The Fed said the US economy was growing firmly enough to further trim the stimulus, which will fall to $65 billion a month from February, spelling a steady tightening of global financial conditions.


The US central bank made no mention of the turmoil stretching from Indonesia to Argentina, turmoil that also has also taken a toll on developed economy stock markets over the past week.


“By omitting any acknowledgement of the recent selloff, the Fed is signaling that it sees little risk at this time of contagion from developing to developed markets,” said Omer Esiner of Commonwealth Foreign Exchange.


“Investors had seen a small chance that the Fed could adopt a more cautious tone given the recent selloff in developing markets,” he said.


Earlier Wednesday, faced with crumbling currencies, the central banks of India, Turkey and South Africa all hiked their key interest rates.


Turkey dramatically doubled its benchmark to 10.0 percent, while South Africa announced a rise of half a percentage point .


In India, the rise was a modest quarter-point, aiming to slow inflation, itself also partly a consequence of the rupee’s slump.


The moves had momentary impact on the respective currencies, but by the end of the day they had only found brief relief.


The Turkish lira jumped about 3.0 percent overnight to 2.17 to the US dollar in response to the central bank’s U-turn, but then shed half those gains, falling back to 2.25 per dollar.


In South Africa, the rand got little respite from the Reserve Bank’s decision. It sank to a five year low of 11.38 to the dollar shortly after the rate hike announcement. And although it rebounded later to 11.20, that was still lower the pre-rate hike rate.


“With all these emerging market central banks raising interest rates, South Africa simply had to follow suit. But they went in half-hearted and the market seems to have called their bluff,” said Fawad Razaqzada at Forex.com.


In Russia, the ruble tumbled to a record low against the euro and the lowest level against the dollar since 2009 after the Central Bank announced it had spent some $1.1 billion propping it up on Monday.
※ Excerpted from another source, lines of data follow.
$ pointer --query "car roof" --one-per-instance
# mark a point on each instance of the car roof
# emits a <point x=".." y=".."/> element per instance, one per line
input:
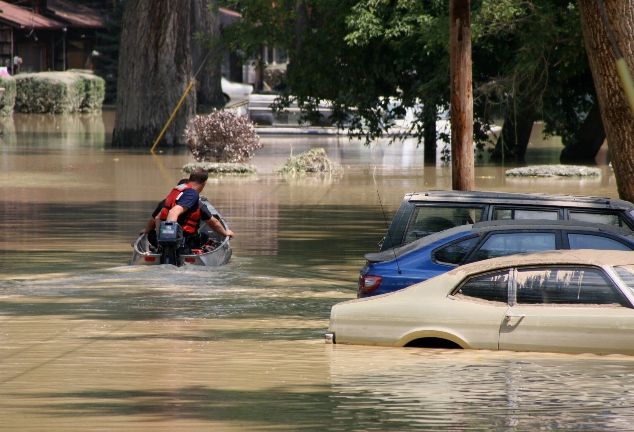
<point x="483" y="197"/>
<point x="561" y="257"/>
<point x="518" y="224"/>
<point x="497" y="225"/>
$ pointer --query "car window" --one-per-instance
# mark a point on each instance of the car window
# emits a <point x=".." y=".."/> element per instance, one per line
<point x="502" y="244"/>
<point x="591" y="241"/>
<point x="427" y="220"/>
<point x="511" y="214"/>
<point x="455" y="252"/>
<point x="626" y="273"/>
<point x="599" y="218"/>
<point x="490" y="286"/>
<point x="566" y="286"/>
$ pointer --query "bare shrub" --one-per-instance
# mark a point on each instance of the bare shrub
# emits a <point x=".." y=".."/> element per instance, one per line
<point x="222" y="136"/>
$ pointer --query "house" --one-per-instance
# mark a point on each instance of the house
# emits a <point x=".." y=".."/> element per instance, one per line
<point x="40" y="35"/>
In Brazil, the real hit 2.44 per US dollar, its lowest since August.


And Argentina’s peso also fell on the black market again despite the central bank’s holding the official rate stable for a third day after last week’s devaluation.
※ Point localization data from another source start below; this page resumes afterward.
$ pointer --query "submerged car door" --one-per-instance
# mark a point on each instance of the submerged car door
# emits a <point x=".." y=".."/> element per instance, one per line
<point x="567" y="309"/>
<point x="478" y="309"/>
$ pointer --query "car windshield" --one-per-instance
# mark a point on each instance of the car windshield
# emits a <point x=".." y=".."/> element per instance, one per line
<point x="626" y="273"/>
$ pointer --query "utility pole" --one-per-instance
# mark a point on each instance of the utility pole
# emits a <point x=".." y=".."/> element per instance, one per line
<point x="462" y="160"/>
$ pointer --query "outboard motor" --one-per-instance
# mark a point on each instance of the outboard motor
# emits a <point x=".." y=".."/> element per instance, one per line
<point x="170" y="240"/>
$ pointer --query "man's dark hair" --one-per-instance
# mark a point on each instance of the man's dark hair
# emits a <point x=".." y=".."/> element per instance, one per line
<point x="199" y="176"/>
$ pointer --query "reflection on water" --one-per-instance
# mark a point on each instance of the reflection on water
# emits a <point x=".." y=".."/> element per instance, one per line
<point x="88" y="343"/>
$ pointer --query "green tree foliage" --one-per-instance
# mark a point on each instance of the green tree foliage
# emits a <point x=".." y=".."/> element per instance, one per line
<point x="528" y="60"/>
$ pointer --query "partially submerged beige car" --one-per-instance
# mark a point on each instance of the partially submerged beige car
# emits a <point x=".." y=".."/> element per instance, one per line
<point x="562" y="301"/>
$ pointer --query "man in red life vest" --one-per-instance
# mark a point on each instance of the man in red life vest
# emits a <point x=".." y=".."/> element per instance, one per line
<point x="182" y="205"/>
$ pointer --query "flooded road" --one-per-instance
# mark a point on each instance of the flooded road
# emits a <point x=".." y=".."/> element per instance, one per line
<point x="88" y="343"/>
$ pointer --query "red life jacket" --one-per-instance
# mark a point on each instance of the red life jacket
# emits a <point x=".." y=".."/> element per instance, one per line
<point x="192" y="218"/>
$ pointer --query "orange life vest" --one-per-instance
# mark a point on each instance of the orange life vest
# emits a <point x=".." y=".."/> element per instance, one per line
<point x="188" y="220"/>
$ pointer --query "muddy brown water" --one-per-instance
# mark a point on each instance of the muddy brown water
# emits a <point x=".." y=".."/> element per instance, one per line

Share markets also sank further in most of the same countries.


Michael Hewson at CMC Markets UK said the rate hikes like Turkey’s help address short term capital flow problems but do nothing for short and medium term growth prospects.
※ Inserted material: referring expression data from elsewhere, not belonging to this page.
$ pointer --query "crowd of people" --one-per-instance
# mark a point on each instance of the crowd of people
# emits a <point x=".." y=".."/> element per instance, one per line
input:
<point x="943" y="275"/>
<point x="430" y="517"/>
“It would appear that markets have belatedly cottoned on to this and equity markets have slowly slipped back from their early highs and slid sharply lower,” he said.


“The fact that currencies have continued to weaken even in countries that have started to raise interest rates opens up a new, and potentially more worrying, phase of the recent turmoil… in which beleaguered policymakers find themselves unable to defend their currencies,” said Neil Shearing at Capital Economics.


But late Tuesday the IMF argued the current emerging market problems do not stem from Fed policies, unlike early last year when the prospect of Fed tightening sent US interest rates rising quickly.


“This is not like May, this is not a panic situation,” Jose Vinals, director of the IMF’s Monetary and Capital Markets Department, insisted.


Vinals called the current turbulence “a combination of idiosyncratic factors.”


“We don’t see the commonality that existed in May, which was the US tapering. This is something where the US monetary policy tapering expectations have so far not played an important role,” he said.


The jitters, he said, are signs that the emerging economies “have yet to complete their adjustment to more volatile external conditions and higher risk premiums.”